Although sugar is produced for domestic sale, other industries have shot off the Ramu cane fields; beef is up and running and targeting the local market.
And in West New Britain, livestock and oil palms are going hand in hand.
We have tried other things. Some cottage industries have tried to take off but failed. The growing of pyrethrum was once mooted as a cash crop for the rural communities, particularly in the Highlands region. In the late 1990s and early 2000s vanilla became a lucrative enterprise after the world’s leading producer, Madagascar, suffered a major disaster with vanilla disease; now with prices good, trade is flourishing – especially across the border with Indonesia.
The Highlands provinces and Morobe are seen as the food bowl of the country and these provinces have been producing large amounts of garden produce for the domestic market for years.
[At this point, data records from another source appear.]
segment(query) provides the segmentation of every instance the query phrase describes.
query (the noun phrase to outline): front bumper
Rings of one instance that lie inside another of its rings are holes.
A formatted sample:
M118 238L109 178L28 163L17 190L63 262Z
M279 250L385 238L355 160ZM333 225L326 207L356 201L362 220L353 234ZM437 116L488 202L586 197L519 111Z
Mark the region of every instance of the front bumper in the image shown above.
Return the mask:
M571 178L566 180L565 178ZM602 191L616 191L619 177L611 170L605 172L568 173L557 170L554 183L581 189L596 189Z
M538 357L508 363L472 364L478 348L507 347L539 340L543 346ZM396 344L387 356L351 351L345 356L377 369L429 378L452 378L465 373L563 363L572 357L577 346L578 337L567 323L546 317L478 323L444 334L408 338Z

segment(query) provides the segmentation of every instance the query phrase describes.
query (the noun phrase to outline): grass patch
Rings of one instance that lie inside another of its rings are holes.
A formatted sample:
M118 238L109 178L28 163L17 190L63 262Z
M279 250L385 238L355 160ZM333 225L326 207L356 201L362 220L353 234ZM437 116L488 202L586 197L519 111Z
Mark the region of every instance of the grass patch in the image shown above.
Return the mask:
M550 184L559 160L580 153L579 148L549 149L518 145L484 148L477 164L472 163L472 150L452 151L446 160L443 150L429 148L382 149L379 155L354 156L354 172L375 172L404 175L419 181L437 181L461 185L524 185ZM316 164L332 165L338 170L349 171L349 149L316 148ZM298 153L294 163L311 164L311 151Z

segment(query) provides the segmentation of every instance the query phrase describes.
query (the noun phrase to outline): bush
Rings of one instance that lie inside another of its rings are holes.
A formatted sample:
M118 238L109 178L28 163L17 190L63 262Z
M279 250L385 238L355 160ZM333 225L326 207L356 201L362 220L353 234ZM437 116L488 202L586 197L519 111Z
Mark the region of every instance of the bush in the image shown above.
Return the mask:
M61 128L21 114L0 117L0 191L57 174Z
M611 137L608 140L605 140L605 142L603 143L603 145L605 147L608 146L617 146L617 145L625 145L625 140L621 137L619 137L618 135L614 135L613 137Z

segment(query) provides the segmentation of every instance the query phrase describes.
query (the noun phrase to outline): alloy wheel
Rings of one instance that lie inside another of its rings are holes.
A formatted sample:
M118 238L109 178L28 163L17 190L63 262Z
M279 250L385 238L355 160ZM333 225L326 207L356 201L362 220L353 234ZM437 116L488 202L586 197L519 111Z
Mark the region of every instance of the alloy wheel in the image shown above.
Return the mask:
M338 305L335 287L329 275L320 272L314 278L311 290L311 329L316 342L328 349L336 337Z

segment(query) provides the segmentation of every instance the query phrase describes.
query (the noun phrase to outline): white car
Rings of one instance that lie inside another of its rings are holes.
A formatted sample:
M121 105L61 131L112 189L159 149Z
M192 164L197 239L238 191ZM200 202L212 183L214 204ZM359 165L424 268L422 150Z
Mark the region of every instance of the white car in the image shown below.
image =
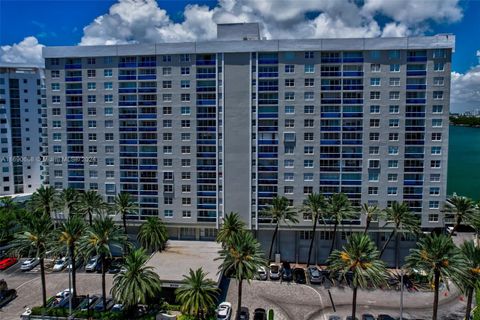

Most sweet potatoes consumed in the country’s main cities and towns come from the Highlands.
However, as of late, agriculture has taken a backseat to other big earners like minerals, LNG and oil and as a consequence the agricultural industry suffered and declined and the momentum we gained from those early years after independence, lost.
Hopefully, things will change, but we can only be guided by what the prime minister said this week and hope this new energy will translate into tangible action that can put agriculture back on track.
The Government should take heed of the direction being taken by Rural Industries Council chairman Sir Brown Bai and develop agriculture to the point where it can contribute a sizeable chunk of our gross domestic product.
The other thing with agriculture is that it is rural based and therefore any benefits derived from it will touch the lives of our rural people.
Because of this, agriculture can drive both economic and social change in some of the poorest communities in the country.